Sie geben nun Ihr Wissen und Ihre Erfahrungen als Professor an junge Nachwuchskünstler*innen weiter. Was ist das Schöne an dieser Arbeit und was wollen Sie vermitteln?

Aus meiner Sicht ist es sehr wichtig, sich in die Persönlichkeit des anderen hinein zu versetzten, was auch an natürliche Grenzen stößt. Es geht immer darum, die Studierenden so zu fördern, dass die Kreativität das höchste Level erreicht. Ob jemand Talent hat, merkt man sehr schnell. Talent ist das wertvollste Geschenk, das es zu fördern gilt. Ich sehe mich auch als Wegbegleiter von jungen Komponist*innen, die auf der Suche nach ihrer eigenen Stimme sind. Komponieren bedeutet immer auf der Suche sein, egal wie alt man ist. Man muss versuchen zu verstehen, was für eine junge Person in einem speziellen Moment wichtig ist. Das können sehr konkrete Dinge sein, etwas Handwerkliches oder die Motivation zu fördern. Es kann auch der Umgang mit Absagen sein. Es ist wichtig, sich nicht von seinem Weg abbringen zu lassen und immer weiter zu machen. Das möchte ich vermitteln und das auf Augenhöhe. Vielleicht ist der Begriff Kompositions-Studierende auch nicht ideal, besser wäre einfach junge Komponist*innen. Wertschätzung der Arbeit und Mühen der jungen Komponist*innen ist sehr wichtig. Darüberhinaus ist auch der psychologische Aspekt bedeutend. Mit falscher Wortwahl kann im Kompositionsunterricht vieles zerstört werden. Künstler*innen sind zumeist sehr sensible und empfindliche Menschen. Die Sensibilität der Sprache ist also wesentlich. Das Unterrichten ist auf mehreren Ebenen sehr bereichernd für mich. Durch den Umgang mit Menschen unterschiedlichster Altersgruppen zeigt sich unter anderem, wie unterschiedlich Perspektiven sein können. Ich reflektiere beim Unterrichten meine eigene Wahrnehmung und erinnere mich an eigene Lernprozesse. Es macht mich schlichtweg sehr glücklich, wenn ich sehe, dass Dinge, die ich versuche zu vermitteln, zu Erfolg führen. Ich kann den jungen Komponist*innen jedoch nicht ihren Weg zeigen, den müssen sie selber finden. Ich kann nur Impulse geben, versuchen verstecktes Potenzial aufzudecken, den jungen Komponist*innen helfen, den Weg in ihr Inneres freizulegen. Denn: Hat jemand etwas zu sagen, so wird er auch den Weg und die Mittel finden, es zu sagen.

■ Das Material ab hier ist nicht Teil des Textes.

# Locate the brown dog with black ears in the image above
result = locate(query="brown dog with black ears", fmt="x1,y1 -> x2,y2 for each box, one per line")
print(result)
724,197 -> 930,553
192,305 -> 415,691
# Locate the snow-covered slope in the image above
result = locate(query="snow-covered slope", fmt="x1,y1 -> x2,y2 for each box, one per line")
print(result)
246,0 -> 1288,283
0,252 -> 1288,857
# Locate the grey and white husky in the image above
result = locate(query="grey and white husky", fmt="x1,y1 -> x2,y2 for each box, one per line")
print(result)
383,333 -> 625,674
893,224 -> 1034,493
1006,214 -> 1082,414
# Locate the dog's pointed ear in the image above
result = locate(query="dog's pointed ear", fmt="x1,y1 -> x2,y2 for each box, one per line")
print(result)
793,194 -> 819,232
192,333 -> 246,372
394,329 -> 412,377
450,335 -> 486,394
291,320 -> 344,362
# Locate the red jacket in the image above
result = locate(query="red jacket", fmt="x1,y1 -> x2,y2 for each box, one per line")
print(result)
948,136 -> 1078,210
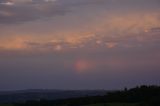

Welche Fähigkeiten muss ein*e gute*r Komponist*in aus Ihrer Sicht haben?

Möglichkeiten suchen und aktiv wahrnehmen, immer weitermachen und sich nicht beirren lassen, praktische Erfahrungen sammeln. Es gibt viele Bücher über Instrumente, aber wenn man für Klarinette schreibt, setzt man sich am besten mit einem*einer Klarinettisten*in zusammen und probt, lässt sich Dinge erklären, probiert aus. Probenerfahrungen sind sehr wichtig und können an der Universität nur begrenzt vermittelt werden. Selbstvertrauen muss aufgebaut und Zweifel reflektiert werden. Die Kenntnis über aktuelle Entwicklungen der Szene ist wichtig, um das eigene Komponieren in der Gesellschaft kontextualisieren zu können. Es geht darum, auf dem Laufenden zu bleiben. Festivalbesuche und Konzerte sind essentiell, oder zumindest das Nachhören im Internet, wenn man nicht hinfahren kann. Es ist wichtig zu wissen, welche Stücke gerade uraufgeführt wurden, um so nah wie möglich an der Praxis zu sein.

Worauf freuen Sie sich besonders an der Gustav Mahler Privatuniversität in Klagenfurt?

Aufgrund der noch jungen Akkreditierung der Gustav Mahler Privatuniversität für Musik bin ich in der einmaligen Situation, vor allem mit meinem Kollegen Jakob Gruchmann die Kompositionsabteilung von Grund auf aufzubauen. Es gibt keine festgefahrenen Strukturen wie an vielen anderen Universitäten. Das ist eine sehr wertvolle Aufgabe mit viel Verantwortung. Wir analysieren wichtige Aspekte des Kompositionsstudiums, prüfen welche Fächer benötigt werden und wie die Schwerpunkte gelegt werden sollten. Von diesem Programm wird man sicher noch viel hören. Wir bauen zudem ein Doktoratsprogramm für Komposition auf, das planmäßig in zwei bis drei Jahren beginnen soll. Das ist natürlich eine sehr schöne Aufgabe!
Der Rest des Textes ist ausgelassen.